Now, don't get me wrong. Eating too much chocolate is probably not good for you. There are probably too many children eating too much crap. But since when has there been an epidemic of children dying of over-nutrition in this country? It might happen, from time to time, but is it so widespread a problem to warrant the attention of the school board?
The way I see it, the only possible benefit of the ugly collusion between the candy merchants and the school fundraising apparatus is that some people end up receiving chocolates that they voluntarily purchased. Even if you hate chocolate, this is at least basically a market exchange on the buyer's end. People get what they want, even if they are paying more than they would if they weren't partly doing it 'for the children.'
But to the omnipotent school board, this is something the schools need to 'alert the community' about ' Americans are too fat, damn it, and someone needs to put their foot down to put a stop to this national crisis of mass-glucose ingestion.

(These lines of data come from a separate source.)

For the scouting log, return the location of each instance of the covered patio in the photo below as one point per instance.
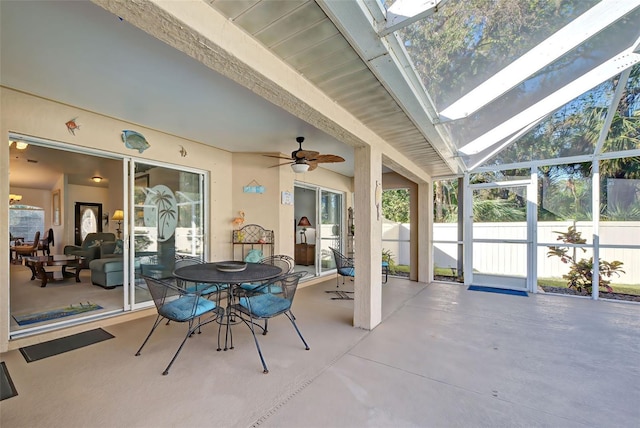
(443, 356)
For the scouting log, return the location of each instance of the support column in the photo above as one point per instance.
(367, 308)
(424, 224)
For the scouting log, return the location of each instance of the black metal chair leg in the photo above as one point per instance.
(189, 333)
(292, 319)
(155, 324)
(253, 332)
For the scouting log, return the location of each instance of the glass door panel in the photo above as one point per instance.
(330, 228)
(167, 220)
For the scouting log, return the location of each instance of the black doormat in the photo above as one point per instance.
(498, 290)
(7, 389)
(64, 344)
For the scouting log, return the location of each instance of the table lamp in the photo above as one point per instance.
(118, 216)
(304, 223)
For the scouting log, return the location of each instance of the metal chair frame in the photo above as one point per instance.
(285, 287)
(165, 293)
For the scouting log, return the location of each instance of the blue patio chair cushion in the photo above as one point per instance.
(251, 287)
(347, 271)
(182, 309)
(206, 289)
(265, 305)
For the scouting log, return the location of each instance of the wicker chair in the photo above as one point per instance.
(176, 304)
(265, 302)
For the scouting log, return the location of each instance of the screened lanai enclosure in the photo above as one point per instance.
(540, 102)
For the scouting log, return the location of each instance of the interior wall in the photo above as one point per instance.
(29, 115)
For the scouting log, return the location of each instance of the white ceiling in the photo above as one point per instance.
(77, 53)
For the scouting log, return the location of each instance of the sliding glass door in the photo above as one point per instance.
(330, 228)
(166, 220)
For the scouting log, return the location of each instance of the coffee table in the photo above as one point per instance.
(38, 263)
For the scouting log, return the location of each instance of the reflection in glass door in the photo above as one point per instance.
(501, 235)
(167, 219)
(330, 230)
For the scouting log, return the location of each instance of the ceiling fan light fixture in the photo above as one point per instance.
(299, 168)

There was a more moderate member on the board who timidly argued that we shouldn't go too far with this. She said that, although she has nothing against restricting what children eat at school, the board should not pass rules that affect what they eat at the end of the school day.
A victory for common sense! Tyranny in moderation is always the way to go. Where do they even get the nerve to think that after-school candy consumption is their business at all whatsoever?
The student representative at the meeting asked how this would all be implemented, and the rapid anti-chocolate killjoy sitting in the middle of the conference said we don't know. Other school districts aren't doing this yet, so there's no model to emulate.
Now if you're still reading this, you might wonder, 'Why am I reading this? Why should I care what the hell goes on at the school board in Berkeley ?'
Well, many people don't know this, but Berkeley was one of the first towns in the country, back in the first decade of the 20th century, to introduce patrolling police units and fingerprint databases. I hear that these police state tactics have caught on in other towns.
So don't be surprised if, one day, government schools across America are sugar-free zones and possession of a Butterfinger can land a child expulsion.
Obviously, candy and candy prohibition are not the fundamental problems with our Prussian school system. This issue is illustrative of some essentials, however.
First off, the school boards see nothing wrong with controlling what children do at school, or even, in some cases, after school. This new absurdity just goes to show why government, which pretends it knows all the answers to every problem, can't be trusted with taking care of children.
Secondly, government officials see nothing wrong with telling children what to consume. This is the drug war and anti-smoking laws taken to their logical extreme.
Thirdly, we shall probably see the War on Fat explode over the next decade or two. What begins in the schools ' places where young Americans learn to accept despotic authority so as not to question the political class when they grow up ' often eventually extends to the general population. And what begins in California often extends to the rest of the country.
This still might seem an insignificant matter to many. But make no mistake: the schools will still direct their youthful inmates to go door-to-door to sell something. They want as much revenue and reach into children's after-school activities as they can muster. The proposed chocolate ban is just an experiment, one of many thousands that the school board sickeningly employs on the children it rules, one of many millions that the government inflicts on the human lab rats that live in its empire.
When the total state comes, all of these school board experiments will have been worth their while, so far as the bureaucrats and rulers are concerned. They're softening up the children now so in the future the imposition of the total state will prove as easy as taking candy from a child.